Harmer Gateway

 

Welcome from Waltz 2018

The February 24, 1926 issue of the Pharos tells us that,

Since earliest times of civilization people have built walls around their cities and castles as a means of protection. The gates of these walls required much time and money because they were to be ornamental as well as useful. And then, as civilization advanced, there was no need for these walls and they gradually crumbled away, but the custom of using gates for ornamentation has been preserved to the present day. It is a rare thing to find an institution that does not have a gate somewhere on its grounds.

Of the hundreds of students that daily pass through these gates on Wesleyan’s campus probably few ever give a thought of them.

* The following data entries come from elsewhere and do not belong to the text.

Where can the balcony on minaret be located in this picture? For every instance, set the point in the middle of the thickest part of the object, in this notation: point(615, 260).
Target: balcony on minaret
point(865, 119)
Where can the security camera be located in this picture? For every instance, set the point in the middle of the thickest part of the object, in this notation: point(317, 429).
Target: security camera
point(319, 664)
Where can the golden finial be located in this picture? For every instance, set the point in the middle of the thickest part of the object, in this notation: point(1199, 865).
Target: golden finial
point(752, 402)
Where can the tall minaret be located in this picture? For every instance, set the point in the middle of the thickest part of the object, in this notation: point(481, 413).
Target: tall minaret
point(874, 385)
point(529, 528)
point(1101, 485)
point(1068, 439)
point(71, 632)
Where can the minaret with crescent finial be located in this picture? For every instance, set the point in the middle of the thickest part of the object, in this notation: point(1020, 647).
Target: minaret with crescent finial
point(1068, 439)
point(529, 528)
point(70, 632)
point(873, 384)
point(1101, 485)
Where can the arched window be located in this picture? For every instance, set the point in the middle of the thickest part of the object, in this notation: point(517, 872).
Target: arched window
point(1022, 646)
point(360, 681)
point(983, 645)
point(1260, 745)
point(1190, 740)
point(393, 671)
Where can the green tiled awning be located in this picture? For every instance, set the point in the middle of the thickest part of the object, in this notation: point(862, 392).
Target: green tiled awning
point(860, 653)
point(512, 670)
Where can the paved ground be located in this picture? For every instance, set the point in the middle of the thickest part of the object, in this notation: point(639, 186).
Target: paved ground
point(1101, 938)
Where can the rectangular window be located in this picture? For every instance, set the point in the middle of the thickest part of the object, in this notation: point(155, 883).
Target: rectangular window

That was true then, and it is even more so today. In fact, the true stories behind these gates are becoming a bit fuzzy and dim.

Take, for example the Harmer Gateway.


1908

For many years, each class would choose someone they admired and would take the name of that person. The Class of 1908 was known as The Harmer Class after Harvey Walker Harmer.

In appreciation of this honor, and in honor of the class of 1908, he donated the funds for the Harmer Gateway.

The Honorable Harvey W. Harmer was a Trustee of the college from 1906-1937, and a Trustee Emeritus from 1937-1961.

Harmer, Harvey W. Bench and Bar 1919
Photo from Bench and Bar of West VIrginia

He was elected to the West Virginia House of Delegates in 1894 and to the West Virginia Senate in 1900. He served on the Board of Regents of the State Normal Schools and for the West Virginia Schools for the Deaf and Blind. He was the mayor of Clarksburg, West Virginia.

In George W. Atkinson’s 1919 work, Bench and Bar of West Virginia, Harmer is described as “a safe and wise counselor, a conscientious adviser, and is deliberate in all of his acts; and better than all else he at all times seeks to be just and entirely fair with his fellow men.”


Harmer Gateway in 1910
1910 Catalog

1917 view of the Harmer Gateway


1926

On February 3, 1926, Harvey W. Harmer married the former Dean of Women – Florence Warden Stemple. Dean Stemple had been a member of the class of 1908! After receiving her degree from WVWC, she went on to get her masters degree from Columbia University before coming back to her alma mater as the Dean of Women from February 1924 through January of 1926.

Stemple, Florence W. 1926
Florence W. Stemple, 1926

She is quoted in the January 27, 1926 issue of the Pharos as saying,

It is necessary for someone to build a foundation upon which another woman, who has had special training, can build upon.

She was known as one who gave independence and guidance to the young women at Wesleyan. This just six years after women were given the right to vote when the Nineteenth Ammendment was passed in 1920.


Harmer Gateway 1950
Harmer Gateway 1950

2016

In the summer of 2016, the area was renovated and rededicated as part of a collaborative sidewalk project between the City of Buckhannon and West Virginia Wesleyan College.

Benches and plaques were included to honor President Pamela Balch, who was President of Wesleyan from 2006-2016  and Dr. Barry Pritts, who had been Vice President for Administration and Finance for a decade.


New Places, New Perspectives

A gateway leads us to a new place.

You can go through it from more than one direction and with more than one perspective.

Harmer Gateway looking out 2018
Gateways Go Both Ways

Since 2008, this is the way you walk from campus to the Virginia Thomas Law Center for the Performing Arts. The next time you pass that way, give a thought of appreciation to Harvey Walker Harmer (and his wife).

Or, perhaps imagine in your mind’s eye the days when this was the front door of campus, and framed one of our oldest buildings.